We closed the Two Boots on Grand Street but that one was never supposed to stay open long. It was in a location too close to the East Village one. We also moved a location from Rock Center to Hells Kitchen. That was a cool move into a great funky environment. A big loss for me was when we closed down Mo Pitkins. The Pioneer Theater closing down was another one. Losing it was hard. We’d invested a lot into it. I used to say the Pioneer ate 40,000 slices of pizza a year at $2.50 a slice, so it was expensive to keep it going. I wish we could have kept it, but our lease ran out.

Q.

Mo Pitkins and the Pioneer Theater were homes away from home for a lot of New Yorkers.

A.

Sometimes I think I think I was running my businesses more form my heart than from my head. Mo Pitkins was probably an example of that, a multi-level music club on Avenue A in this economy was hard and the financial reality made it impossible. No matter how badly I wanted it and loved it, it’s not always enough.

Q.

How do you measure what is enough to keep a business going another year and another?

A.

When we started in the business, the goal was for occupancy to be seven percent of our sales. That was our standard and then over time it grew to 10 percent. Now we have locations where we are paying 20 percent of our sales for occupancy and that is absurd. That means every penny goes to our landlord. That is why we have been building the business outside of the city. Landlords in Manhattan never got the message that the economy collapsed in 2007-2008.

Q.

Do the $1 pizza places affect your business?

A.

The advent of $1 pizza places have been a challenge. We don’t dumb down our pizzas to compete with those places. I remember there was a 50-cent pizza when I was young and broke, and I went there.
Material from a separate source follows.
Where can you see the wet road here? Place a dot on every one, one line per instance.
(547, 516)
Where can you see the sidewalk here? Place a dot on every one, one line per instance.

There is a place for that kind of thing, but there are always people who want something better with better ingredients and better sourcing.

Q.

How much have you had to raise your prices to stay afloat?

A.

We raise incrementally, as our expenses go up. We aren’t raising them as much as our landlords are raising; we keep up with our vendor increases. The landlord is always threatening a CVS or Starbucks will move in if we don’t want to stay.

Q.

You throw a lot of community events, which requires a lot of overhead. How are you making money?

A.

We sell a lot of pizza, about 3 million slices a year. Our events definitely have us spending a lot more than we bring in. Selling wine and beer helps when we’re giving away pizza. We do stuff like this to say thank you to the community. The East Village history and legacy feeds us every day. My office and house and kids are here. I can’t say thank you enough for what the community does for us every day. Being generous is the best marketing you can do. I scratch my head and wonder why more businesses don’t do it.

Q.

How does one get a pizza named after them?

A.

There are three things you need. 1) You can’t ask. If you ask, you are finished. 2) You have to have done something really great that most people aren’t aware of. 3) It has to have happened at least 10 years ago. You have to stand the test of time. We added “The Meg” which is for Meg of White Stripes recently. We also just added “The Animal” for the Animal Collective.

Q.

How do you go about picking the next city for a new Two Boots?

A.

I only want to open in places I want to visit, except for New Orleans because I love that city and I want to be able to relax and visit it. I want to open in Detroit. I can’t wait to get out there. I like the weird depressing cities. When I get a request for a store in Nanuet Mall in New Jersey, it doesn’t turn me on. I just opened in Bard College in upstate New York, and I love that project. It has a stage for live poetry jams. That kind of thing speaks to me, not malls in New Jersey. I went to Mumbai to meet with folks there, but I don’t think that’s the right situation for us. I love London. I have someone in Barcelona interested. We’re opening in Nashville. I love the deep south and want to open in obvious places like Austin.

Q.

Would you consider yourself a pizza mogul?

A.

No. I am a project junkie. I love new projects whether it’s an art festival, or a new branch of Two Boots, I’m not a mogul, but am a Two Boots missionary.